Sprawa jest banalna,
gdybym był pracownikiem Starostwa Powiatowego wydawałbym każdemu uzytkownikowi piętrzenia pozwolenie wodnoprawne pod warunkiem wybudowania przepławki.
(Pytanie jak długo taki gość jak ja by popracował w Wydziale Środowiska z takim proekologicznym nastawieniem
)
Aktualne pozwolenia cofnąłbym na podstawie groźby nieosiągnięcia dobrego stanu środowiska w myśl Prawa Wodnego i Ramowej Dyrektywy Wodnej.

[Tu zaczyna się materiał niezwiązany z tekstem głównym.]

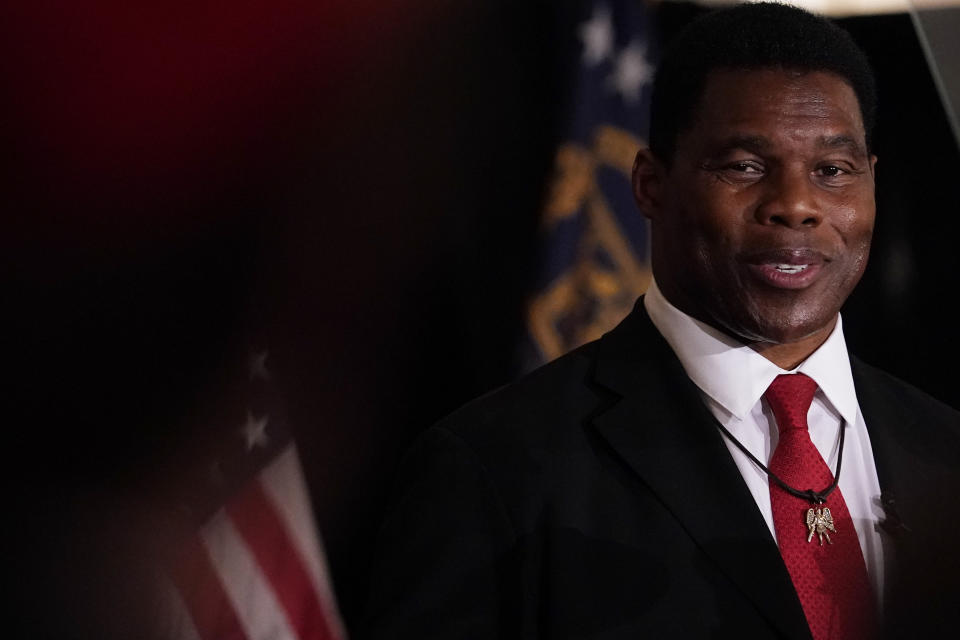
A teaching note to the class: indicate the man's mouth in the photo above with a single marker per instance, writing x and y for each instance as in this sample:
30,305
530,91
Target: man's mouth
787,268
790,268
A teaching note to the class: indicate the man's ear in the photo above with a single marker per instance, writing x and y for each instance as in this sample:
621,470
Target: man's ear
647,179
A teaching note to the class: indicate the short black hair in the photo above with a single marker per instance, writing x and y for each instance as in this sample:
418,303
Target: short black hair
751,36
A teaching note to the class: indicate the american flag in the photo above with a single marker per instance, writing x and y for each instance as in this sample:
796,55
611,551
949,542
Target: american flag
255,568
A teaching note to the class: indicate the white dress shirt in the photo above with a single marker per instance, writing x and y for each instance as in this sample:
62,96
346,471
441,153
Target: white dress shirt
732,379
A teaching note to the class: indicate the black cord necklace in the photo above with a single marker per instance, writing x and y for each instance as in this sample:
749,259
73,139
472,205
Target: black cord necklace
819,519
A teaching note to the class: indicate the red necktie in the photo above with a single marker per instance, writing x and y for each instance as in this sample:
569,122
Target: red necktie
830,576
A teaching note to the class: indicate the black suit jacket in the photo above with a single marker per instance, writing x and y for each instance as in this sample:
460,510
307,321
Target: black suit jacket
595,498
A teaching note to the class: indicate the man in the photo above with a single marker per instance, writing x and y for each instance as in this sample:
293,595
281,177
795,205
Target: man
717,465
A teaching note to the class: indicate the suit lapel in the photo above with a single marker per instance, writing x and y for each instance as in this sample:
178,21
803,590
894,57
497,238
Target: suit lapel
661,428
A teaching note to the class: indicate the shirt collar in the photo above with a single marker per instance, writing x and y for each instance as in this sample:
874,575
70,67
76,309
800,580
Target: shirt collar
734,375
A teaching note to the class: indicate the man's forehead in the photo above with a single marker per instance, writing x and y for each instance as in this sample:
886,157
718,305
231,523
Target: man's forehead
732,97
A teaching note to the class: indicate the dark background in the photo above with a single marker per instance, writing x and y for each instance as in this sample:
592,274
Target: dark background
357,188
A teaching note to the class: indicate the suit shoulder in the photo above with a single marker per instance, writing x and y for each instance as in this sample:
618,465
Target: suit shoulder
541,404
880,383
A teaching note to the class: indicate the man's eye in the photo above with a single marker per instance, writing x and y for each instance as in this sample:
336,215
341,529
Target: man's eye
831,171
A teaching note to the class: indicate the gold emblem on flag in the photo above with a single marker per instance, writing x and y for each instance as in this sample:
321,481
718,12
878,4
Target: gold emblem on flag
599,289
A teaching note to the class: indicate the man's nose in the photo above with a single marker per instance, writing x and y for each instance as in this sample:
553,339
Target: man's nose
789,199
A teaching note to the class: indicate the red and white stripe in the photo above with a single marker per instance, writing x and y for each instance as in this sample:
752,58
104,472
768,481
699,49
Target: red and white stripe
256,570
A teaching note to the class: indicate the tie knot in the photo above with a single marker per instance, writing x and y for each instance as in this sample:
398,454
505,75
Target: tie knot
790,396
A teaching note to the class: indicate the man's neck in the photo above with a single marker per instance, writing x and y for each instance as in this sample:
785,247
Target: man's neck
789,355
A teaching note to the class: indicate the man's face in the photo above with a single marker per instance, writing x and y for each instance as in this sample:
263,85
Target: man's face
765,216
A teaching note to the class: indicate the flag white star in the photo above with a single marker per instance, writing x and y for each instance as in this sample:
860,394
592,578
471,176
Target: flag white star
597,36
254,432
631,72
257,365
215,473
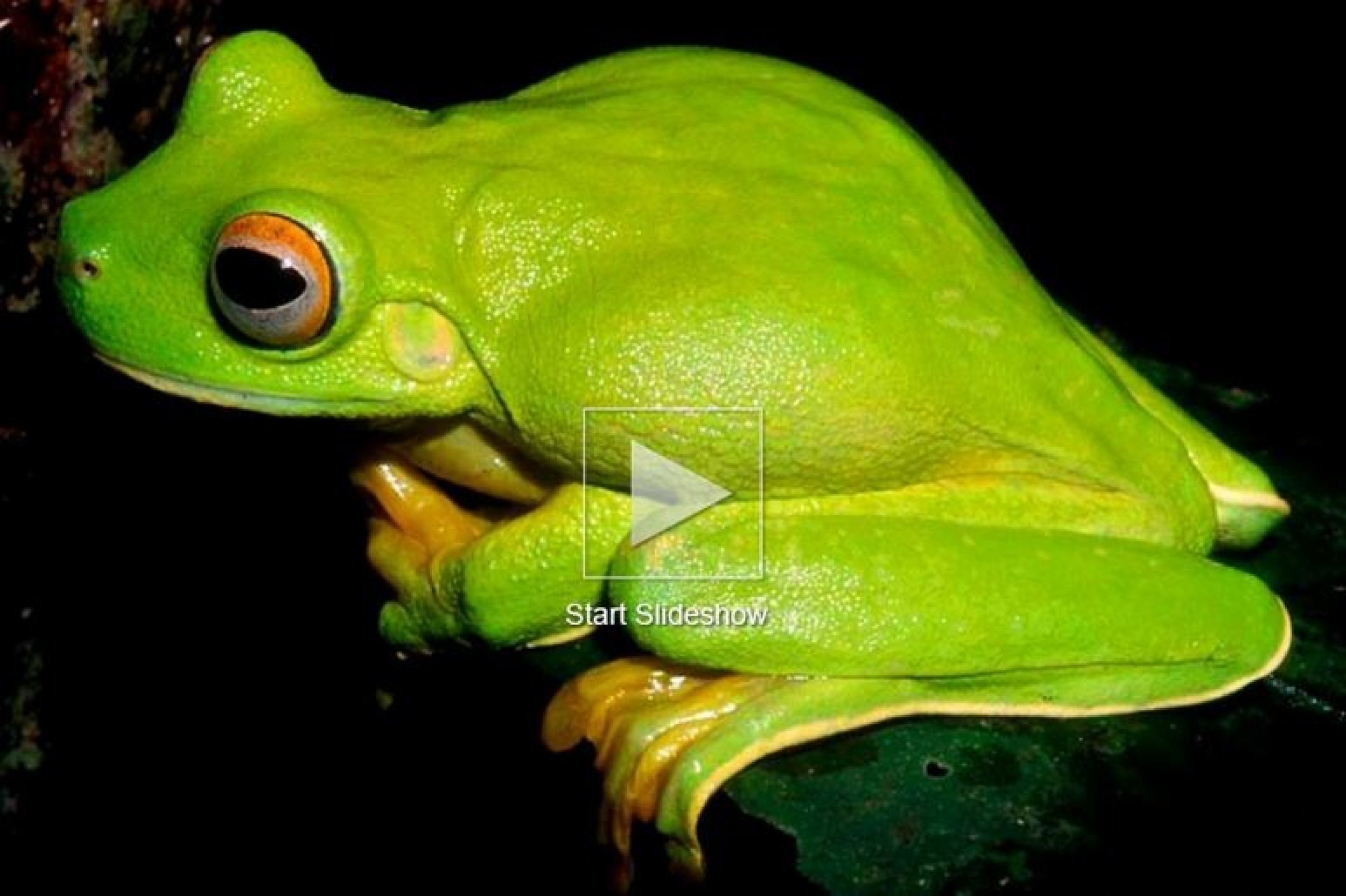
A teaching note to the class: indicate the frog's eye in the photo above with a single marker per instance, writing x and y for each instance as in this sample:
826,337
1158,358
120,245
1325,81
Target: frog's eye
271,279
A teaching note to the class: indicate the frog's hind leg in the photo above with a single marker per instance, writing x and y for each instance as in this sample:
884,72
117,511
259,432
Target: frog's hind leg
873,618
1247,505
668,738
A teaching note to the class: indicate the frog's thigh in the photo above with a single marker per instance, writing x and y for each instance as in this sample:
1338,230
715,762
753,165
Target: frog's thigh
882,596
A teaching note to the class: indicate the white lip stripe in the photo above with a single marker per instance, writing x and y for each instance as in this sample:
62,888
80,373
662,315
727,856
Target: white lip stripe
1240,498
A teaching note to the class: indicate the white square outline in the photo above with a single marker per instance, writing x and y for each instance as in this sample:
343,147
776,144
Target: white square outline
674,410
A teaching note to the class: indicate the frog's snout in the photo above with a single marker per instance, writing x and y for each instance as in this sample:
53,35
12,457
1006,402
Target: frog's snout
82,260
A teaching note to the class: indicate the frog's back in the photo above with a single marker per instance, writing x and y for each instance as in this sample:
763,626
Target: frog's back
726,229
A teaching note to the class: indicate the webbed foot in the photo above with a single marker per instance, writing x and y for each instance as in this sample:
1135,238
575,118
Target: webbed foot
645,716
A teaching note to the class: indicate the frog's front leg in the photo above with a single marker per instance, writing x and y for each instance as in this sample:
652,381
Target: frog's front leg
465,575
871,618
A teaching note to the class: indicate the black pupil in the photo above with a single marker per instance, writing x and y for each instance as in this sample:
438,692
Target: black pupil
256,280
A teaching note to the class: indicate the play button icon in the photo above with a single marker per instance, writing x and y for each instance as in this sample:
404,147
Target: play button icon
664,493
636,488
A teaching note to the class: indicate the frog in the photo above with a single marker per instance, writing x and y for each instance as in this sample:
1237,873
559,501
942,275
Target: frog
968,502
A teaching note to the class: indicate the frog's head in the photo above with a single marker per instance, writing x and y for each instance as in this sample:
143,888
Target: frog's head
271,255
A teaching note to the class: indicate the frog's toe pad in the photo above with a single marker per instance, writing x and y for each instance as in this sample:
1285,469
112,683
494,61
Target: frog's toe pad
642,716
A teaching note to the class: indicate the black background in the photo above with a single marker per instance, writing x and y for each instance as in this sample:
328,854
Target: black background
211,625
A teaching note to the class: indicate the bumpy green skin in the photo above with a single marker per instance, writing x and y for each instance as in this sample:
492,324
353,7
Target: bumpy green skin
960,479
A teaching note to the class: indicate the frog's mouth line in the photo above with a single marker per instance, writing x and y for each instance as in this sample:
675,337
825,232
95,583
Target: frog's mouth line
227,397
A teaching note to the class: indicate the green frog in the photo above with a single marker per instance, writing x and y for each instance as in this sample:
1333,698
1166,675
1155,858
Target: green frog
965,502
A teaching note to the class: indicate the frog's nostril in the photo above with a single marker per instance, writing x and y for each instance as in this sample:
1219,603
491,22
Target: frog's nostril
87,270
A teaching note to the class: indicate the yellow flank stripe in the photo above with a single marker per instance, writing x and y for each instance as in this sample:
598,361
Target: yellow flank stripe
564,637
824,728
1243,498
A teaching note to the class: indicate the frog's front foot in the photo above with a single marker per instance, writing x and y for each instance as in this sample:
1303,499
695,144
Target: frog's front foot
416,526
656,725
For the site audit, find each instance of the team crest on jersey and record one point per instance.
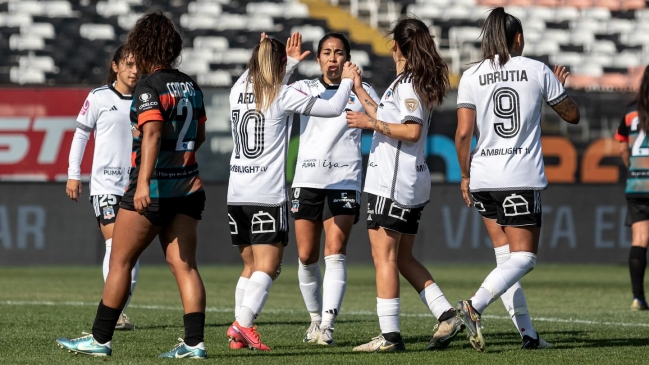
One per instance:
(411, 104)
(109, 212)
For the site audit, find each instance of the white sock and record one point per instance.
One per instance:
(238, 294)
(435, 300)
(254, 298)
(502, 278)
(334, 285)
(310, 279)
(388, 311)
(514, 299)
(134, 272)
(106, 266)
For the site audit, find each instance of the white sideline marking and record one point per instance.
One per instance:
(290, 311)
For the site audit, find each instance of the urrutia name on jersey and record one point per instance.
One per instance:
(498, 76)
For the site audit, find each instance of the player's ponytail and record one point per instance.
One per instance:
(266, 68)
(643, 101)
(118, 56)
(498, 34)
(424, 65)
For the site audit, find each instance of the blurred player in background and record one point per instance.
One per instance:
(634, 147)
(165, 196)
(503, 176)
(398, 182)
(262, 108)
(106, 110)
(326, 191)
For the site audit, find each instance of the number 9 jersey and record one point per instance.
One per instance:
(508, 101)
(173, 98)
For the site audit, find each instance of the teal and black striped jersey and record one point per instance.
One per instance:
(172, 98)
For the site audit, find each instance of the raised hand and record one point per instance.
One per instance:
(294, 47)
(561, 73)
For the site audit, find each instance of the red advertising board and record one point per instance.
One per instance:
(36, 129)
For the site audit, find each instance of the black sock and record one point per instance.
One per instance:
(447, 315)
(105, 321)
(393, 337)
(637, 266)
(194, 328)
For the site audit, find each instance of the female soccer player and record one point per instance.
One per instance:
(398, 182)
(106, 110)
(165, 196)
(262, 109)
(326, 191)
(504, 174)
(634, 149)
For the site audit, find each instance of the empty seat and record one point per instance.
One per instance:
(97, 31)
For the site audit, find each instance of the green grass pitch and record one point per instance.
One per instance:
(582, 310)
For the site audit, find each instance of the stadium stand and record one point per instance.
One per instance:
(61, 42)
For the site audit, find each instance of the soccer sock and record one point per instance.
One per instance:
(134, 273)
(637, 266)
(435, 300)
(334, 284)
(310, 279)
(239, 291)
(254, 298)
(514, 299)
(388, 311)
(105, 321)
(194, 328)
(106, 266)
(502, 278)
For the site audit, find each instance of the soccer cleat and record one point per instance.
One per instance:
(380, 344)
(638, 305)
(248, 336)
(123, 323)
(85, 345)
(326, 336)
(445, 333)
(182, 351)
(471, 320)
(312, 333)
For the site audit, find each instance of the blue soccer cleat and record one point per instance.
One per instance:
(85, 345)
(182, 351)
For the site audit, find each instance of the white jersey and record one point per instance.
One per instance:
(397, 169)
(329, 156)
(258, 162)
(508, 103)
(108, 113)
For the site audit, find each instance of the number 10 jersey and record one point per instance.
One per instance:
(508, 101)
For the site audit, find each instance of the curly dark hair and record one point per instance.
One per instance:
(154, 42)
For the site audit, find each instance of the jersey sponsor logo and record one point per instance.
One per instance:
(248, 169)
(411, 104)
(84, 108)
(262, 222)
(498, 76)
(505, 151)
(514, 205)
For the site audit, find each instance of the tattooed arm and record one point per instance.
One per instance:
(568, 110)
(408, 131)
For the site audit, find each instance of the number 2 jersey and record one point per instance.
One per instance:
(172, 98)
(330, 152)
(508, 104)
(637, 180)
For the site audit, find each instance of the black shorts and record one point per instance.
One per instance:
(637, 210)
(106, 207)
(383, 212)
(322, 204)
(163, 210)
(510, 208)
(255, 224)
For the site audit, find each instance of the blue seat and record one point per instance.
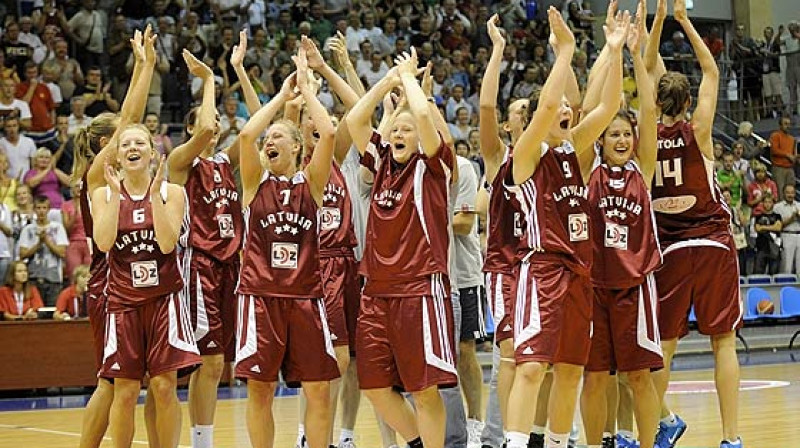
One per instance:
(759, 279)
(755, 295)
(784, 278)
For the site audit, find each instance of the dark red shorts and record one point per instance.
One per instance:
(406, 343)
(153, 338)
(501, 293)
(290, 336)
(210, 287)
(552, 314)
(705, 273)
(625, 336)
(342, 296)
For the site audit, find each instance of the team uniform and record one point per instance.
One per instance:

Chcecie piętrzyć, korzystać - musicie zbudować przepławki. Proste. Tak na to spojrzy każdy rozsądny, myślący zdrowo, matematycznie biały człowiek.
Ale urzędnik myśli tak. Po co mi problemy, nie będę cofał pozwolenia ani wydawał go pod warunkiem, bo ten prywaciarz weźmie prawnika i mnie będą nękać pismami, a ja zamiast spokoju i porannej kawy przy Wyborczej będę musiał pracować. A potem jeszcze mnie opierdzieli Starosta, że zniechęcam wyborców, może nawet zwolni.
Urzędnik to jest takie zwierzę, które uciekając w dziczy przed drapieżnikiem zawsze wybierze drogę bez krzaków, zawad, najlepiej z górki. Po co się wpisnać, przedzierać przez krzaki i ryzykować pożarcie? No po co?